With 11 games left in the Colts season, smart guys know what is going to happen, and it sucks.
The quarterback position is the fatal flaw that will keep the Colts from being a Super Bowl contender. They could eke their way into the postseason, but their stay will be short. That’s because Philip Rivers is who he always has been – a game manager that throws it to the other guys enough to get you beat.
That’s who he was against the Jaguars in the season opening loss and again in Cleveland last Sunday. He was also that guy with the Chargers last year, leading them to an 0-6 record when he threw two-or-more interceptions.
The thing with Rivers has always been that he is usually unflappable and laser accurate, so the picks appear to be a correctable issue. He’s also one of the better game managers in the NFL with a per pass attempt average of eight yards. But Rivers is almost 39-years-old, and if the riddle of the Rivers could be solved – it would have been.
Rivers is the NFL’s version of Tim Wakefield – the Red Sox knuckleballer. His throws are soft and once in a while yield home runs for the opposition. He is also a likable guy who answers questions easily and completely. Writing or saying negative things about him isn’t fun, but it is necessary to be honest about what his impact on the Colts is.
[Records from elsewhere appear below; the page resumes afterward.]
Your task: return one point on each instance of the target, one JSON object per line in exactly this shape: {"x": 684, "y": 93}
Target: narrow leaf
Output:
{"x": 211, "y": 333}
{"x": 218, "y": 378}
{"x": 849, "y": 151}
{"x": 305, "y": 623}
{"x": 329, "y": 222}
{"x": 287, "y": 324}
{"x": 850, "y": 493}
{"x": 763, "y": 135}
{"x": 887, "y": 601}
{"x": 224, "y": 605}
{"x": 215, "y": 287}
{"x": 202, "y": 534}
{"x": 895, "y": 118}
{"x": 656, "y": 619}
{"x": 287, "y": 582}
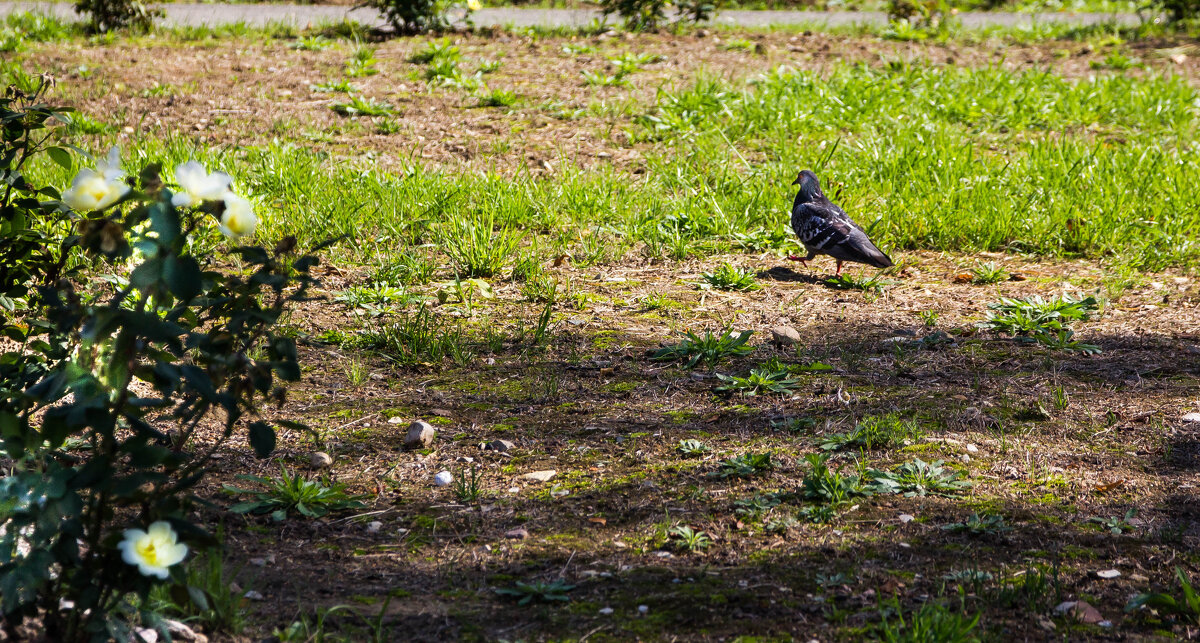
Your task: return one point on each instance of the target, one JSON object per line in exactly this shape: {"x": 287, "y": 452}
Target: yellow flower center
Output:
{"x": 96, "y": 188}
{"x": 147, "y": 550}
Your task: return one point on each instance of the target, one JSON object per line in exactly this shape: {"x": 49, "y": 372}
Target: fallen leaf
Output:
{"x": 1086, "y": 613}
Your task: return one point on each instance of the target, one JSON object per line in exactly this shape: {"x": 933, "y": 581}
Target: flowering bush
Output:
{"x": 418, "y": 16}
{"x": 108, "y": 14}
{"x": 114, "y": 394}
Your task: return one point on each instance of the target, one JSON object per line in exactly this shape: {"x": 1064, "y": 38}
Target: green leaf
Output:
{"x": 262, "y": 439}
{"x": 199, "y": 598}
{"x": 183, "y": 276}
{"x": 60, "y": 156}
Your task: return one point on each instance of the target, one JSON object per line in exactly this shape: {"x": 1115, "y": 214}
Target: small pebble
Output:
{"x": 319, "y": 460}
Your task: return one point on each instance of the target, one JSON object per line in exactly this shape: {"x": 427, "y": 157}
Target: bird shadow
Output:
{"x": 784, "y": 274}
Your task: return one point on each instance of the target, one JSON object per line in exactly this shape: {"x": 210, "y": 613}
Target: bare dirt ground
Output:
{"x": 595, "y": 409}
He is not the answer for the Colts. He wasn’t the answer in San Diego or Los Angeles either – at least not if the question is “Who can take us to the Super Bowl?”
His coaches and general managers have always believed Rivers had the ability – if only he could avoid the strange lapses leading to interceptions, and they have always laid the blame elsewhere.
Colts management suggested several times that Rivers’ picks in 2019 were because of the porous Chargers offensive line. After Sunday, fans and media shifted responsibility to Le’Raven Clark, who filled in for injured starting left tackle Anthony Castonzo. It’s true that Clark was a slow-moving chicane for Browns game-wrecker Myles Garrett, but Rivers threw the picks.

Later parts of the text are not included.